Acquired loans were preliminarily recorded at fair value based on a discounted cash flow valuation methodology that considers, among other things, projected default rates, loss given defaults and recovery rates. No allowance for credit losses was carried over from the acquisition. The balance of nonaccrual loans on the acquisition date was $1.6 million.

Premier Valley Bank
On November 30, 2015, Heartland completed the purchase of Premier Valley Bank in Fresno, California. The purchase price was approximately $95.5 million, which was paid by delivery of 1,758,543 shares of Heartland common stock and cash of $28.5 million. The transaction included, at fair value, total assets of $692.7 million, loans of $389.8 million, and deposits of $622.7 million.
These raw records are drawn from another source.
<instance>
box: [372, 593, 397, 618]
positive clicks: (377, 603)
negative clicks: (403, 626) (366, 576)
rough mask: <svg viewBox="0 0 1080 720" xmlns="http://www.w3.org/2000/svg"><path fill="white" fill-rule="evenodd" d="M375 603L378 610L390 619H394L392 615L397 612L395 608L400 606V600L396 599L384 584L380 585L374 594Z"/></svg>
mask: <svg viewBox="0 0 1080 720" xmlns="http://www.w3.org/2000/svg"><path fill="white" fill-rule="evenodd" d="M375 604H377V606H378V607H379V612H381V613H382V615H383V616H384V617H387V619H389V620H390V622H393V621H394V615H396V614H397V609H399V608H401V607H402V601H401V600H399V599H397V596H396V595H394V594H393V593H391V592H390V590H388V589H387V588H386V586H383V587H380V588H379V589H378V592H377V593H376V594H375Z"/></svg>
Premier Valley Bank continues to operate under its current name and management team as Heartland's tenth, wholly-owned state-chartered bank. The transaction was a tax-free reorganization with respect to the stock consideration received by the stockholders of Premier Valley Bank.
 
 

Heartland recognized $41.0 million of goodwill in conjunction with the acquisition of Premier Valley Bank, which is calculated as the excess of both the consideration exchanged and the liabilities assumed as compared to the fair value of identifiable assets acquired. Goodwill resulted from the expected operational synergies, enhanced market area, cross-selling opportunities and expanded business lines. See Note 6 for further information on goodwill.
 
 
 
 

First Scottsdale Bank, N.A.
On September 11, 2015, Heartland completed the purchase of First Scottsdale Bank, N.A., in Scottsdale, Arizona, in an all cash transaction valued at approximately $17.7 million. Simultaneous with the closing of the transaction, First Scottsdale Bank, N.A., merged into Heartland's Arizona Bank & Trust subsidiary. The transaction included, at fair value, total assets of $81.2 million, loans of $54.7 million, and deposits of $65.9 million on the acquisition date.

Community Bancorporation of New Mexico, Inc.
On August 21, 2015, Heartland acquired Community Bancorporation of New Mexico, Inc., parent company of Community Bank in Santa Fe, New Mexico, in an all cash transaction valued at approximately $11.1 million. Simultaneous with the closing of the transaction, Community Bank merged into Heartland's New Mexico Bank & Trust subsidiary. The transaction included, at fair value, total assets of $166.3 million, loans of $99.5 million, and deposits of $147.4 million on the acquisition date. Also included in this transaction is one bank building with a fair value of $3.4 million that Heartland intends to sell. The bank building is part of the balance of premises, furniture and equipment held for sale on the consolidated balance sheet.

Community Banc-Corp of Sheboygan, Inc.
On January 16, 2015, Heartland completed the acquisition of Community Banc-Corp of Sheboygan, Inc., parent company of Community Bank & Trust in Sheboygan, Wisconsin. Under the terms of the merger agreement for this transaction, the aggregate purchase price was based upon 155% of the December 31, 2014, adjusted tangible book value, as defined in the merger agreement, of Community Banc-Corp of Sheboygan, Inc. The purchase price was approximately $53.1 million, which was paid by delivery of 1,970,720 shares of Heartland common stock. The transaction included, at fair value, total assets of $506.8 million, including loans of $395.0 million, and deposits of $433.9 million. Simultaneous with the close of the transaction, Community Bank & Trust merged into Heartland’s Wisconsin Bank & Trust subsidiary. The transaction was a tax-free reorganization with respect to the stock consideration received by the stockholders of Community Banc-Corp of Sheboygan, Inc.
 
 

Heartland recognized goodwill of $18.6 million in conjunction with the acquisition of Community Banc-Corp of Sheboygan, Inc., which is calculated as the excess of both the consideration exchanged and the liabilities assumed as compared to the fair value of identifiable assets acquired. See Note 6 for further information on goodwill.